Both GH Copilot and Bloop gave me test code suggestions that were not viable. They made extensive use of mocking, and were mocking parts of the code that should not be mocked for the test, e.g. the input data object for the function under test. So I asked the AI tools to not mock the input object, and instead set up reasonable test data for it. The challenge with that was that the input argument, OpenMrsPrescription, is the root of quite a deep object hierarchy, that includes object types from OpenMRS libraries that the AI did not even have access to. E.g., OpenMrsPrescription contains org.openmrs.Encounter, which contains org.openmrs.Patient, etc. The test data setup suggested by the AI only went one level deep, so when I tried to use it, I kept running into NullPointerExceptions because of missing values.
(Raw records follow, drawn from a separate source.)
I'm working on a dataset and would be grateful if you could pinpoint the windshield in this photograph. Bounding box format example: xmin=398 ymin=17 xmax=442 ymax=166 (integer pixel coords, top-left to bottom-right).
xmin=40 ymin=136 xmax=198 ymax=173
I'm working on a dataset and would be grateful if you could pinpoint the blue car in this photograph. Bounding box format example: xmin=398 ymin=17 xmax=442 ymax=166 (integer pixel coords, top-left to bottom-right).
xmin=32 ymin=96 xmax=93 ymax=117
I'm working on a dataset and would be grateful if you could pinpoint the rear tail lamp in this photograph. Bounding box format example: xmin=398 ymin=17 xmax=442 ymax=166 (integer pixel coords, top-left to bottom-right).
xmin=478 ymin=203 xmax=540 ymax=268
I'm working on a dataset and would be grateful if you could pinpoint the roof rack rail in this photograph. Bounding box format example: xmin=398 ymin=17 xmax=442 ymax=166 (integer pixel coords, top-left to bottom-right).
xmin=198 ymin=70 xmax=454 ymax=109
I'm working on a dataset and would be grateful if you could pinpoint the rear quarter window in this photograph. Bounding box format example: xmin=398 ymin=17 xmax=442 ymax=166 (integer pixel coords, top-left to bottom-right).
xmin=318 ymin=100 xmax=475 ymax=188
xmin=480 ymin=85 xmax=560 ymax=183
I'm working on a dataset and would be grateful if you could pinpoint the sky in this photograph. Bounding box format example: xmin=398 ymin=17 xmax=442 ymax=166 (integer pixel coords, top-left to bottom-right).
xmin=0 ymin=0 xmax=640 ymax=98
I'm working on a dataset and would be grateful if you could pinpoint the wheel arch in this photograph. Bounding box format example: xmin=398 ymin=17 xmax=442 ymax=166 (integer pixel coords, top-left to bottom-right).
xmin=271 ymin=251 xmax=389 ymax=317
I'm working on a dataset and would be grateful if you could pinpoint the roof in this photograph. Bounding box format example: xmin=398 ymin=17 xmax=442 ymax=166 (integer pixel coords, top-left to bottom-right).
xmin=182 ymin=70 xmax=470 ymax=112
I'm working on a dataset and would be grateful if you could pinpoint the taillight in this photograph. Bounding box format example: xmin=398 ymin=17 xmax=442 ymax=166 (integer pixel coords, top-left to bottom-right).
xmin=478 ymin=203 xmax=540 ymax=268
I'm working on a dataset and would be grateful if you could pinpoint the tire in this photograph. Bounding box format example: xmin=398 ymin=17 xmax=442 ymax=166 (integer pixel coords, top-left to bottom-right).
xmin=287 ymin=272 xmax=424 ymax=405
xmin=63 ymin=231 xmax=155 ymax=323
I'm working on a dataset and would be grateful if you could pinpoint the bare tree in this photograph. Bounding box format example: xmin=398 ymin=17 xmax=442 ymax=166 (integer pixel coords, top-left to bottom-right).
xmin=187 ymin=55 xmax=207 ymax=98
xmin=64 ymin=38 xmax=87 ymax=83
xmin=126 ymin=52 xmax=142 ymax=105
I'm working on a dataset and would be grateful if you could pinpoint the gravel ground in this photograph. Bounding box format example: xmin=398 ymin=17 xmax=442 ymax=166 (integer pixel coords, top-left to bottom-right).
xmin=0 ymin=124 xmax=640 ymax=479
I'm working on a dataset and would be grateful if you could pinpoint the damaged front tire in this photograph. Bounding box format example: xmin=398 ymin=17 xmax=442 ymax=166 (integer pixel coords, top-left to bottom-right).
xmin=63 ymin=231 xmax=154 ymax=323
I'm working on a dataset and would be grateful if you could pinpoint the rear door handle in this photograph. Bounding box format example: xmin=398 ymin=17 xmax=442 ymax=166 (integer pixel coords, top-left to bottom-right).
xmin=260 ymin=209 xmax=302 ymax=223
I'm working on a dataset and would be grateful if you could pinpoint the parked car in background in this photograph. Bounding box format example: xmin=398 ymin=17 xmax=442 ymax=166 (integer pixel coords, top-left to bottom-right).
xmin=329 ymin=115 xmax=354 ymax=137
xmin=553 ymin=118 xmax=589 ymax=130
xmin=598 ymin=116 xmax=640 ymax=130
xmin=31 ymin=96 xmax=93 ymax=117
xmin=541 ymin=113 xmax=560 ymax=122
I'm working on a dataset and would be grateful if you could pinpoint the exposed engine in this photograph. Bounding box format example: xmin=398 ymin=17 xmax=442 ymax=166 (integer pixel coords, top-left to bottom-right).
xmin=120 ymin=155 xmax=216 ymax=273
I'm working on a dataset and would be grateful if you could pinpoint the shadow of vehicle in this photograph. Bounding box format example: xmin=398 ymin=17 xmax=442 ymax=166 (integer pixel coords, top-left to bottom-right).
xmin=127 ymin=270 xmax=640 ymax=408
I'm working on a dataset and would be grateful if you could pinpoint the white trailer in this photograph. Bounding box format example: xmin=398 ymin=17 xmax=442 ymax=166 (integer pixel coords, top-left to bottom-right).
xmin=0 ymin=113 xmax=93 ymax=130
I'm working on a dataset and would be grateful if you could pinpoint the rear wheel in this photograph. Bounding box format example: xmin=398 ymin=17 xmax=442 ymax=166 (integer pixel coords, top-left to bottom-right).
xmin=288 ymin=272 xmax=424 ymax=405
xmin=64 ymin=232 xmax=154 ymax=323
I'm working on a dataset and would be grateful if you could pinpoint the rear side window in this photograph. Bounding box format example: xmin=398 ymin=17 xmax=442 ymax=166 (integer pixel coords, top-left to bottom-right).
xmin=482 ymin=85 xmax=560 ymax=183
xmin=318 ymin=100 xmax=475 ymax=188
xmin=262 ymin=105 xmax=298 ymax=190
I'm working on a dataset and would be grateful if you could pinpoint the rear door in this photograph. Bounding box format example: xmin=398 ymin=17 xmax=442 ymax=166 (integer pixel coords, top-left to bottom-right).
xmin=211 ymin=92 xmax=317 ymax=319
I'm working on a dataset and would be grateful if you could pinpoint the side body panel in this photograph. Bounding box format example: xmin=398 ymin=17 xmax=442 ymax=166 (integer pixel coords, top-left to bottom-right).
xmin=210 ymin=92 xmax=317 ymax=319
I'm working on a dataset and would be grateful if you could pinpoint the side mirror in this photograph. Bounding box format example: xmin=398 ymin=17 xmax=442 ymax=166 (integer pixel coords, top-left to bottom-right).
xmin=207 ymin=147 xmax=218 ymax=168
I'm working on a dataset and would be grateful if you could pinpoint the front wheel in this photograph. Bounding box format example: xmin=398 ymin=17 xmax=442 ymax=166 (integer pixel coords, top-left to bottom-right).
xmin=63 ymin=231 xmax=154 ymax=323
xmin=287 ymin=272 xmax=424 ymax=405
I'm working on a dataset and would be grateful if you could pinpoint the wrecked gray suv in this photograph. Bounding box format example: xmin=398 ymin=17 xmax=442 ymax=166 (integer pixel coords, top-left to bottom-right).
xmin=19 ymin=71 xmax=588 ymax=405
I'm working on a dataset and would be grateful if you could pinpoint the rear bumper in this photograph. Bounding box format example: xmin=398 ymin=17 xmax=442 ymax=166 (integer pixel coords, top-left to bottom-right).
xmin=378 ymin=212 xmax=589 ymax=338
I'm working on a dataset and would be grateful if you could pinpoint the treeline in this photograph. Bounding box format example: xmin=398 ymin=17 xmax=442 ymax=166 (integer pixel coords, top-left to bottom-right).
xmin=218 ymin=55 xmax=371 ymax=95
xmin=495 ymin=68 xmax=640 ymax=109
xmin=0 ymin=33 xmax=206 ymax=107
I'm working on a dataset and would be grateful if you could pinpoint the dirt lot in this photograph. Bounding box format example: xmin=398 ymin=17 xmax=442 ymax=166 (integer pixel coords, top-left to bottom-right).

This is where I stopped my experiment.

Learnings

• For the use case of onboarding to an unknown application, it is crucial that the tools have the ability to automatically determine the relevant repositories and files. Extra bonus points for AI awareness of dependency code and/or documentation. In Bloop, I often had to first put files into the context myself to get helpful answers, which kind of defeats the purpose of understanding an unknown codebase. And in a setup like Bahmni that has a LOT of repositories, for a newbie it’s important to have a tool that can answer questions across all of them, and point me to the right repo. So this automatic context orchestration is a feature to watch out for in these tools.

• While the results of the “where is this in the code?” questions were usually not 100% accurate, they did always point me in a generally useful direction. So it remains to be seen in real life usage of these tools: Is this significantly better than Ctrl+F text search? In this case I think it was, I wouldn’t have known where to start with a generic string like “organization”.

• For older applications and stacks, development environment setup is usually a big challenge in onboarding. AI cannot magically replace a well-documented and well-automated setup. Outdated or non-existing documentation, as well as obscure combinations of outdated runtimes and tools will stump AI as much as any human.

• The ability of AI to generate unit tests for existing code that doesn’t have unit tests yet all depends on the quality and design of that code. And in my experience, a lack of unit tests often correlates with low modularity and cohesion, i.e. sprawling and entangled code like I encountered in this case. So I suspect that in most cases, the hope to use AI to add unit tests to a codebase that doesn’t have unit tests yet will remain a pipe dream.